Brown-Long said she takes responsibility for the death and recognizes the family’s grief.

“He is a victim, you know? He was, he was, his family's a victim. You know, his friends, the people that knew him, the people that loved him. Like, they had someone snatched away from them. And I did that,” she said.

Her first few moments of freedom at 3:14 a.m. was something she did not expect. “They hand me my release papers, my identification. And they say, ‘Okay, there's been a change of plans.’ I'm, like, ‘What's that?’” Brown-Long said.

Brown-Long said she was put into a tactical vehicle and then driven onto the highway.

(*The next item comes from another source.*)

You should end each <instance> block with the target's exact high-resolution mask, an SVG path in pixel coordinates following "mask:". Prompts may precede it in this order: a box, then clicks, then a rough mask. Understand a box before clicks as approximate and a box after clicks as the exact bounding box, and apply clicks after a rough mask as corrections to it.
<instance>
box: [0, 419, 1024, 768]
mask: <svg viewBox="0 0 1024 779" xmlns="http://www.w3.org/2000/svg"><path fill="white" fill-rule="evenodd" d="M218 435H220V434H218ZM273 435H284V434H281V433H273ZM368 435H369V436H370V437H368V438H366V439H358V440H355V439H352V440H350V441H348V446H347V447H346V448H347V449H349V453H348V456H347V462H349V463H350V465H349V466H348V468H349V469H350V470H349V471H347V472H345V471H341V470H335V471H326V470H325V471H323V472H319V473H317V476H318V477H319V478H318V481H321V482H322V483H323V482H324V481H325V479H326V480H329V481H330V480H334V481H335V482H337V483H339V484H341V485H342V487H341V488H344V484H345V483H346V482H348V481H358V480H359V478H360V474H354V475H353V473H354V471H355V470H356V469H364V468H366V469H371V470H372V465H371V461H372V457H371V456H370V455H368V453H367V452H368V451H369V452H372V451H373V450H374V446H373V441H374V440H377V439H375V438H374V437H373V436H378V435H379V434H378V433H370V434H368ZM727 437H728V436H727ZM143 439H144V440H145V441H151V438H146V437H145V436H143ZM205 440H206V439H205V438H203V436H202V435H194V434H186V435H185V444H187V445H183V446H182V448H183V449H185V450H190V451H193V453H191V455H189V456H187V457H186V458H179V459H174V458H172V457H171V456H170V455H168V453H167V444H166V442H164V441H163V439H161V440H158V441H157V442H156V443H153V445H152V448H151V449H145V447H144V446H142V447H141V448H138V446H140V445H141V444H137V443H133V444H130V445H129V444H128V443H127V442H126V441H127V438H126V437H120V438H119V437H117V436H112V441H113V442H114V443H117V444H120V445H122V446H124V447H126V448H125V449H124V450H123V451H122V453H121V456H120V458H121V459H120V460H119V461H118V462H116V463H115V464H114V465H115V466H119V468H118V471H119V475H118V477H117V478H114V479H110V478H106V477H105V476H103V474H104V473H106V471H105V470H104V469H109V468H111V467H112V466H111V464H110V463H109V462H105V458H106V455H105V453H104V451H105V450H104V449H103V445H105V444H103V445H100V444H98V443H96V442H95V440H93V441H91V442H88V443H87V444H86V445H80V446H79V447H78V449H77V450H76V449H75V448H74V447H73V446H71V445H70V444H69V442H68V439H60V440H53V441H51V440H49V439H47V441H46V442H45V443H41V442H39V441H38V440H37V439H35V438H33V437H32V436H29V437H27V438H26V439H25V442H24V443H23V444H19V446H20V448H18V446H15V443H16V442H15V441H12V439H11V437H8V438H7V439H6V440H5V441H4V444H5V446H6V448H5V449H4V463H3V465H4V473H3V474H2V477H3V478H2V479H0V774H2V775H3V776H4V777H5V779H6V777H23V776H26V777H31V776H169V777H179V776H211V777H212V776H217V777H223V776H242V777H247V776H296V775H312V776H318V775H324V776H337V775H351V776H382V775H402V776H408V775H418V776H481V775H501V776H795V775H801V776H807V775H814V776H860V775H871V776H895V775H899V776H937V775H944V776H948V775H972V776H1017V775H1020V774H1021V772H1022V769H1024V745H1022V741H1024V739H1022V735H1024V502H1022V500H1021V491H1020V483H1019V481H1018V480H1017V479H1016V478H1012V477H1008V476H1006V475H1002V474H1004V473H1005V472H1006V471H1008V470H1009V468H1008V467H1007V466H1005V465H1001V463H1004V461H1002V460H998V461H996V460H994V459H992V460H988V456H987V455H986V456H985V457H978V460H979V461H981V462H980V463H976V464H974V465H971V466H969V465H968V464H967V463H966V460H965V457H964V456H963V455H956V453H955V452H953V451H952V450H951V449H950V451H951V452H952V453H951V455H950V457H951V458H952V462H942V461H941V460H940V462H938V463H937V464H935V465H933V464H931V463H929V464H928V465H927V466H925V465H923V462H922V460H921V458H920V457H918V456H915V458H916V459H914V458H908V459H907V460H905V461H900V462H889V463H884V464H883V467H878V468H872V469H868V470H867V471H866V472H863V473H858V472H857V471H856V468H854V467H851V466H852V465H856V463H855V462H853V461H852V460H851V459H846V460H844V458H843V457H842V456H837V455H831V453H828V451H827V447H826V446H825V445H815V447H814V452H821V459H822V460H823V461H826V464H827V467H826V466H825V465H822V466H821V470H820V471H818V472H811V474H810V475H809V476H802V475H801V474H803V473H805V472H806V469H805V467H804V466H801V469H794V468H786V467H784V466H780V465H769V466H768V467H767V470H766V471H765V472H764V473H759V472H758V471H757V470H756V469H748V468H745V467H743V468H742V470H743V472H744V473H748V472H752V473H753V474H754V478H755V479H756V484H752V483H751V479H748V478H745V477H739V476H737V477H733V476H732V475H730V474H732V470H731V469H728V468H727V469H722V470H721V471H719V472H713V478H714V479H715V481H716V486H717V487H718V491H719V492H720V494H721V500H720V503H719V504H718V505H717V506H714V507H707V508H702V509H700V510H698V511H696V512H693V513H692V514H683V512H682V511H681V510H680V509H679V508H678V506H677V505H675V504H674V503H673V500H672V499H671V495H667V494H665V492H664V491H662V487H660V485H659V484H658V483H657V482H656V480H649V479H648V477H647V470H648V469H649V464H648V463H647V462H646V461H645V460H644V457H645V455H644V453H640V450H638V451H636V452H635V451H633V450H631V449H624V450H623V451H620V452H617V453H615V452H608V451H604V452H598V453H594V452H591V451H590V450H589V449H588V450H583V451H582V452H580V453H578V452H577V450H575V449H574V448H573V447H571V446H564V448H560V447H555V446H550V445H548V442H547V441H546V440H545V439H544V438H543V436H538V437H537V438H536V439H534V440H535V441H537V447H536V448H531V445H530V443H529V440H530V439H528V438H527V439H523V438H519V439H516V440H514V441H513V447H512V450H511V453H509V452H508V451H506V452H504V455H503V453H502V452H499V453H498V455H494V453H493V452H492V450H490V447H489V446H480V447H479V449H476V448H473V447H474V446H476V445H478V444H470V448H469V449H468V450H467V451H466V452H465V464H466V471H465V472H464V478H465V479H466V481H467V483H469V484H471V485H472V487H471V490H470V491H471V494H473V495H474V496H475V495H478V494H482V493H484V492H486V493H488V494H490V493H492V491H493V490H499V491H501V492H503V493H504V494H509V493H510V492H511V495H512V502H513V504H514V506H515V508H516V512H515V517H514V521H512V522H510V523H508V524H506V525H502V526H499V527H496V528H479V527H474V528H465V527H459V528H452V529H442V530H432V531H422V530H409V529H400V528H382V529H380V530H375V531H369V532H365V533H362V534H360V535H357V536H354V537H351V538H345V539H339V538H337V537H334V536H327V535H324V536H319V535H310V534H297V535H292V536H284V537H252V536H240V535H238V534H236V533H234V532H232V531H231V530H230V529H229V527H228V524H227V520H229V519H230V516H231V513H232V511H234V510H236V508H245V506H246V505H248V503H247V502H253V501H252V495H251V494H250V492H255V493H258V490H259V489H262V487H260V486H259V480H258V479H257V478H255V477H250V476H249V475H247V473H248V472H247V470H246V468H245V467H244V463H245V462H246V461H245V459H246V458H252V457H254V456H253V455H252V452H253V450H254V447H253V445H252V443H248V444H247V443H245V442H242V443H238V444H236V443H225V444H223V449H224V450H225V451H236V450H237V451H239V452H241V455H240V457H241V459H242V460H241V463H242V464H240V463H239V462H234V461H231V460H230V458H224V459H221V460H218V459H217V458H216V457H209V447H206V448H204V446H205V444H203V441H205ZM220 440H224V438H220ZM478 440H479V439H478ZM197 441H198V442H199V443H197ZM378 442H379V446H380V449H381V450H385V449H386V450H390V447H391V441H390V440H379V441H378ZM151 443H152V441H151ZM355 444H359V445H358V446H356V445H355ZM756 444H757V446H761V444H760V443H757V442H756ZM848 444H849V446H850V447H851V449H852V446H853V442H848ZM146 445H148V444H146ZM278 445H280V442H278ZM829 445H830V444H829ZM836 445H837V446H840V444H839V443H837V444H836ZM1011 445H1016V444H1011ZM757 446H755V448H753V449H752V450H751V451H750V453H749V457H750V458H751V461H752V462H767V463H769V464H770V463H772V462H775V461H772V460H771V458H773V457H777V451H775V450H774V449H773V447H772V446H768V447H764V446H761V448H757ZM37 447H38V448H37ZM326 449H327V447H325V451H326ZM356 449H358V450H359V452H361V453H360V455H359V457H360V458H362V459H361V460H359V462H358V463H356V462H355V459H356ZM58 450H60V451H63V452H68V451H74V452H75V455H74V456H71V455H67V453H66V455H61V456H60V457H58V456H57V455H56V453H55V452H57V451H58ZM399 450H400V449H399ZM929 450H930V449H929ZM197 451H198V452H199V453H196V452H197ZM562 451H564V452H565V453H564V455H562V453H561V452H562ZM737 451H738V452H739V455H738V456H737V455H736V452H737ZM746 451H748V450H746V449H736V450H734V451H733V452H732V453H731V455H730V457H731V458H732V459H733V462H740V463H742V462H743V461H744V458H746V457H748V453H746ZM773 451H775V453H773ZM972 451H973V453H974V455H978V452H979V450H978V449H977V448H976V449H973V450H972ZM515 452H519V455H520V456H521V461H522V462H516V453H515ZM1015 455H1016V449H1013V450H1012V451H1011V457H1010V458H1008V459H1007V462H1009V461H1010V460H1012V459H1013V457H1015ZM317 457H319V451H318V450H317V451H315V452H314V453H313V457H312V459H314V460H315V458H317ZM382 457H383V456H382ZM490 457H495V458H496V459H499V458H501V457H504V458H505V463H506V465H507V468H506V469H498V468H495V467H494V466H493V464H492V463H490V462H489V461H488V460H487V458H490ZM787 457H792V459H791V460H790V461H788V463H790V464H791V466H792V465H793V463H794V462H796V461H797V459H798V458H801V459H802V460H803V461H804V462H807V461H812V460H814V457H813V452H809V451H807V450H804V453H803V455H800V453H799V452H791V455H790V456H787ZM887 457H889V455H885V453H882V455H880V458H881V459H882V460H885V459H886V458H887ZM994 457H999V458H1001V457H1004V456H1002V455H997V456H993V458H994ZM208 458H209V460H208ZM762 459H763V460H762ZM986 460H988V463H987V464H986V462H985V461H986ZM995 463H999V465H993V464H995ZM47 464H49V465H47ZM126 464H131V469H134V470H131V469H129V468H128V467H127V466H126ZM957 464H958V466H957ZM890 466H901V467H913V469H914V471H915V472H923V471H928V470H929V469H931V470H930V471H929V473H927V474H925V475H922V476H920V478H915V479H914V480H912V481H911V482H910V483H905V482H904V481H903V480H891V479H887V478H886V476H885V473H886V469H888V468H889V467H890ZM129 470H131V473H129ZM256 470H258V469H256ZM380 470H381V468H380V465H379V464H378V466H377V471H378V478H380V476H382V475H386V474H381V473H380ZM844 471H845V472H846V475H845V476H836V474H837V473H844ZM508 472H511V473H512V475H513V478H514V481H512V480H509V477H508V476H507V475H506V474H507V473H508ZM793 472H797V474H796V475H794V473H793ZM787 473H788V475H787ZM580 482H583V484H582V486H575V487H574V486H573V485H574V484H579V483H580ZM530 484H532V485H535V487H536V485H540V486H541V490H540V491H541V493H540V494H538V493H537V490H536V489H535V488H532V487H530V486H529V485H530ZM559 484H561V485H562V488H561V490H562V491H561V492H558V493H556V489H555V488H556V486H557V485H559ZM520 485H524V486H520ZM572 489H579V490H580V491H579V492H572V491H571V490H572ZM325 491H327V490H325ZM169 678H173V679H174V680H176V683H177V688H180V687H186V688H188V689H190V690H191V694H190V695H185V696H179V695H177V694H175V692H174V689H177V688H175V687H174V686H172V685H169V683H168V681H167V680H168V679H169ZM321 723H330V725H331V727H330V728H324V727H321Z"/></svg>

“Then all of a sudden, two more vehicles come, one in front of us, one behind us,” she said. “And I’m like, like they’ve just completely did a whole operation behind this. And finally, we pulled up to the old state prison. And I got to get in the vehicle with my husband. And we went home.”

Brown-Long found love in prison, to a man whose letters touched her. She and Jaime Long wed earlier this year. In his first letter to Cyntoia, Jaime wrote, “I believe the more that your story gets heard, the more people will start praying for your freedom.”

“I want them to see that I'm so much more than the worst thing that I've done. You know, I'm so much more than that moment,” she told Holt.

Brown-Long will be on parole until 2029.

Her new book, “Free Cyntoia: My Search for Redemption in the American Prison System” will be released on October 15.

CORRECTION (Tuesday, Oct. 15, 2019, 11:43 a.m. ET): An earlier version of this article misstated Cyntoia Brown-Long’s age at the time she was sentenced. She was 18, not 16.